EDITOR’S NOTE: The Daily Post will be running opinion pieces by Esther Cepeda to fill the column space left by the death of David Broder. Let us know what you think of her viewpoints by filling out our online letter form.
A casual observer might welcome Utah’s recently approved legislation to grant work permits to illegal immigrants and allow police officers to determine the immigration status of certain suspects as a step in the right direction. It might seem a sign that, at least at the state level, legislators of opposing ideologies are willing to take big risks to circumvent the federal government’s stuporous inaction on comprehensive immigration reform.
Scanning headlines such as “Utah GOP Adopts Immigration Alternative,” “The Anti-Arizonans,” “Utah Seeks a Better Way on Illegal Immigration,” one might be forgiven for thinking that forging a middle path between draconian enforcement-only measures and fling-the-doors-open amnesty could be a model for how the country approaches the prickly issue of what to do with the 11.2 million illegal immigrants who live in the United States.
But the devil is in the details. For closer observers, the picture is bleak. It smacks of window dressing.
Though the package of bills was negotiated, passed and delivered to Gov. Gary Herbert’s desk for a final signature, there are no guarantees that the legislation will ever be acted on. Predictably, few are happy with the compromise. But the more important point is that the pesky business of the enforcement of immigration laws is the exclusive power of the federal government. That’s the same standard under which the U.S. Department of Justice went to court to stop most of Arizona’s “papers please” law from going into effect.
And speaking of the law enforcement measures, you might be wondering how the enforcement guidelines that Utah lawmakers negotiated — in a package of bills that includes a guest worker program, a cooperative migrant worker agreement with the Mexican state of Nuevo Leon, and a program for residents to sponsor and be financially responsible for an “alien friend” — compares to Arizona’s dreaded law.
It’s not much different.
While Arizona legislators wanted to be able to stop anyone and ask for official documents to prove immigration status on a “reasonable suspicion” that they might be in the country illegally, the Utah bill would require an officer to determine a suspect’s status if the person was stopped or detained for committing a felony or serious misdemeanor. Such checks would be optional under lesser circumstances, such as a traffic stop, but some people still feel the law goes way too far.
“Look, we cooperate with immigration enforcement officials during criminal investigations all the time,” said Salt Lake City Police Chief Chris Burbank. “It’s not like I’m soft on crime, but it has always been my belief that it is not the role of local law enforcement agencies to enforce the immigration laws.
“Almost 30 percent of my population is Hispanic, and I also have a legal refugee community. And even just talk about this legislation is driving a wedge between our department and them.”
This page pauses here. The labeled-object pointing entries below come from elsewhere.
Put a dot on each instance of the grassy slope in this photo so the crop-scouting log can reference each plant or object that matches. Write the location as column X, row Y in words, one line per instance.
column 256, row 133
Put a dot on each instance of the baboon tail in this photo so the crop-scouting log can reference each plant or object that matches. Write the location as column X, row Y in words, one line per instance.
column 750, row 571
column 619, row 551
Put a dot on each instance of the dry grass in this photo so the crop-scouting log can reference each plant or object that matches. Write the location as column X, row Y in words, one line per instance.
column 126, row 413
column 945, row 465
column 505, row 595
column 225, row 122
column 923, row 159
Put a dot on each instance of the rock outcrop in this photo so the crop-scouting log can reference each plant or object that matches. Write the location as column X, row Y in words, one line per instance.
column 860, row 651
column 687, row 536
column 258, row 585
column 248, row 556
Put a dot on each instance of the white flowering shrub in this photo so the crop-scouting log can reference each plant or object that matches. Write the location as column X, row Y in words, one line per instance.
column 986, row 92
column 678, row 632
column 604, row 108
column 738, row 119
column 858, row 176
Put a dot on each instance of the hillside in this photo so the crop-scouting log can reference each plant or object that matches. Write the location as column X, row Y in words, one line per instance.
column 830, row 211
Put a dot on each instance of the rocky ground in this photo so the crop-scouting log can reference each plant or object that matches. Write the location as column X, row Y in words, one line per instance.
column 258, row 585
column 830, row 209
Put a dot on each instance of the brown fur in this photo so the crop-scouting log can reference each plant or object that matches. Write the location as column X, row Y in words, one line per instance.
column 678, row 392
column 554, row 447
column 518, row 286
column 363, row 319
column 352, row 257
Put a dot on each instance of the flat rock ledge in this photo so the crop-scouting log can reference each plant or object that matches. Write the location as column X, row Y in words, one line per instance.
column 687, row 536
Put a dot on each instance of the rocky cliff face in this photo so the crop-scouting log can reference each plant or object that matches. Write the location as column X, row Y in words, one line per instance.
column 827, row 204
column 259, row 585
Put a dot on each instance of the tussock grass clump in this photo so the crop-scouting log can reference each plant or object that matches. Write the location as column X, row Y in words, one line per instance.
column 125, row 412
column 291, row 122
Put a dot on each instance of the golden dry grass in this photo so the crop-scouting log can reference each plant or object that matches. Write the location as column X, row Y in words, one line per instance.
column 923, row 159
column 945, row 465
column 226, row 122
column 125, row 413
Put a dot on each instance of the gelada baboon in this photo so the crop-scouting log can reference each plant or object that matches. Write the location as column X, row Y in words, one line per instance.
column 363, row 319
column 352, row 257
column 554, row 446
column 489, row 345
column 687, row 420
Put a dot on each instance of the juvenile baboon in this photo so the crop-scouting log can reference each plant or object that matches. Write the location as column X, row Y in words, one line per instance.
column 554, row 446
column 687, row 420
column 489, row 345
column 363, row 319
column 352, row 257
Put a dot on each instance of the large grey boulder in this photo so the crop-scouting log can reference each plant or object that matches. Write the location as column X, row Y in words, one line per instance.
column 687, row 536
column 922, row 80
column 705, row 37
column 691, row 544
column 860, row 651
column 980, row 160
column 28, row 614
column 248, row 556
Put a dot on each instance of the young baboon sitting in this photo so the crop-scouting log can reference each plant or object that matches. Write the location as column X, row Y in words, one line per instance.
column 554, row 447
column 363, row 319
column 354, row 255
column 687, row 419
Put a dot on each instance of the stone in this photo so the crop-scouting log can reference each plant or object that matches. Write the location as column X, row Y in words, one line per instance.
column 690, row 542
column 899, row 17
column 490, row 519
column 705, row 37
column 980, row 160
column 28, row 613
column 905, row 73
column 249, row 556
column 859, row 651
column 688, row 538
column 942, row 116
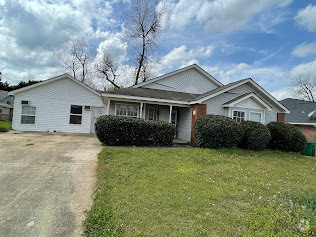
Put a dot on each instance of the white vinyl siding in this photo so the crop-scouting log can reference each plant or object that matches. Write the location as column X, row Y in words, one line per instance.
column 189, row 81
column 126, row 110
column 255, row 116
column 239, row 115
column 214, row 105
column 75, row 114
column 53, row 101
column 28, row 114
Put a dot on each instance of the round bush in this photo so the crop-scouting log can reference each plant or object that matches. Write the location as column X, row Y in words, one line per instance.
column 215, row 131
column 256, row 136
column 116, row 131
column 286, row 137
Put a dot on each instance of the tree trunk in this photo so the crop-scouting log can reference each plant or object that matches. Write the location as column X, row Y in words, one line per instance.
column 140, row 61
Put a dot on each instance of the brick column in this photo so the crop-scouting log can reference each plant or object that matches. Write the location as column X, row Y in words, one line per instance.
column 197, row 111
column 281, row 117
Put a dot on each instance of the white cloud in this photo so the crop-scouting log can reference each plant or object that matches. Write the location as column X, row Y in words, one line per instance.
column 115, row 46
column 220, row 16
column 306, row 17
column 270, row 78
column 304, row 49
column 283, row 93
column 32, row 30
column 304, row 68
column 182, row 56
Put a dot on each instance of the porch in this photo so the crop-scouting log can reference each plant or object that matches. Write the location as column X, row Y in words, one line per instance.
column 177, row 114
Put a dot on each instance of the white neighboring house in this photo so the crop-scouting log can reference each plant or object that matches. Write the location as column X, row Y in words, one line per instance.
column 61, row 104
column 64, row 104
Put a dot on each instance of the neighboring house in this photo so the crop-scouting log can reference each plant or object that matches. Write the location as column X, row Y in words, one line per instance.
column 6, row 106
column 303, row 115
column 64, row 104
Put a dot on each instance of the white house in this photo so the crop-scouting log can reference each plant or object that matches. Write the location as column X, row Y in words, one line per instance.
column 63, row 104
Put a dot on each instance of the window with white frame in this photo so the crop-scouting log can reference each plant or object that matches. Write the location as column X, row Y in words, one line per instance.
column 151, row 113
column 126, row 110
column 239, row 116
column 75, row 114
column 28, row 115
column 255, row 116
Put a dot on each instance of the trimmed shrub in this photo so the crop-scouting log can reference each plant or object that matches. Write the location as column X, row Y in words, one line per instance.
column 119, row 131
column 256, row 136
column 215, row 131
column 286, row 137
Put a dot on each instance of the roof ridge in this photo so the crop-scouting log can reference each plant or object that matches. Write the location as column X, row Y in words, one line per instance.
column 299, row 100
I spoke to Burbank on the eve of the governor signing the immigration bills and he was steadfast that his department will opt out of any checks for legal residency. “But the damage will be done,” Burbank said. “There are 15 different police agencies who patrol the Salt Lake Valley alone, and if even one of them does this, then it might as well be all of us because once word gets out, people assume every police department is doing it.”
According to Burbank, it’s not just that the extra enforcement responsibilities are expensive and unfunded. Or that community relations and the ability to solve and prevent crimes will suffer if the local police are required to wade into immigration matters. “Deportation just does not work well for us as a deterrent,” Burbank said. “In fact it has little to impact because people consistently return as soon as they are able.”
And if they don’t return to Utah or Arizona, they’ll head to other states with different laws and welcoming employers.
Let’s face it: State measures might provide legislative “feel goods” and even solve a few local problems in the short term. But a patchwork of state solutions that could be implemented differently from jurisdiction to jurisdiction is not the answer.
Ironically, that’s the point that nearly every organization fighting for strict enforcement or immigration law reform agrees on: Piecemeal immigration solutions aren’t going to get us anywhere in the long run.